Fine Gael Spokesperson on Health, Colm Burke TD, told Southside People:

“Budget 2022 set out record investment in Mental Health overall of €1.149 billion, €47 million more than in 2021.

“This includes funding for two CAMHS telehubs and €2 million to expand the capacity of CAMHS teams.

“Funding of over €1 million was made available for CAMHS under the Government Initiative to tackle Waiting Lists, with a further €2.4 million available later in the year.

“New referrals received in CAMHS in 2021 was 22,613, up 5,177 (25%) from 2020.

“In the same period the new referrals seen also increased to 12,376, up 1,920 from 2020 (17%).

“91% of urgent CAMHS referrals are responded to within 72 hours.

“Almost €10 million over 2021 and 2022 has been provided for the Primary Care Psychology Waiting List Initiative to reduce the number of children and young people under the age of 18 who are waiting more than 12 months to access primary care psychology services.

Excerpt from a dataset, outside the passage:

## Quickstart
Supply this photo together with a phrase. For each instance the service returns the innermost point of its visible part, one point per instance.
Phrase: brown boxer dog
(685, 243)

“Over the 13 months since March 2021, the number of children and young people waiting more than 12 months fell 25% (1,335).

“In addition, 1,600 young people either accessed treatment or were removed from the waiting list between August and December 2021 as a result of the initiative.

Southside People contacted the HSE for a comment in relation to this story, a spokesperson told us:

“In May 2022, the HSE made the difficult decision to temporarily reduce the inpatient capacity at Linn Dara Child and Adolescent Inpatient facility to 13 beds.

“A decision has also been made to temporarily reduce the inpatient capacity of the Jonathan Swift Centre St James to 16 beds. This will take effect from 26th September 2022.

“The capacity issues are not related to any funding difficulties, but are due to challenges in hiring and retaining nursing staff at levels necessary to operate Linn Dara and Jonathan Swift at full capacity while maintaining the necessary standards of care and safety for patients.

“Both centres affected by temporary bed closures will continue to process referrals for inpatient admissions and are working closely with the other HSE / HSE funded inpatient services to mitigate the situation and facilitate admissions where such capacity exists.

“These reductions are reviewed on a constant basis, with the intention to return to full capacity at the earliest opportunity.

“Healthcare settings continue to face a challenging recruitment environment.

“The HSE is actively engaged in comprehensive national and international recruitment campaigns for Psychiatric Nursing staff as well as recruitment from graduate programmes.

“The HSE continues to explore all avenues to recruit and hire Psychiatric Nursing staff.

“As recruitment is ongoing, it is not possible to give a specific reopening date for the affected centres. “The situation remains under constant review with the intention to return to full capacity at the earliest opportunity.”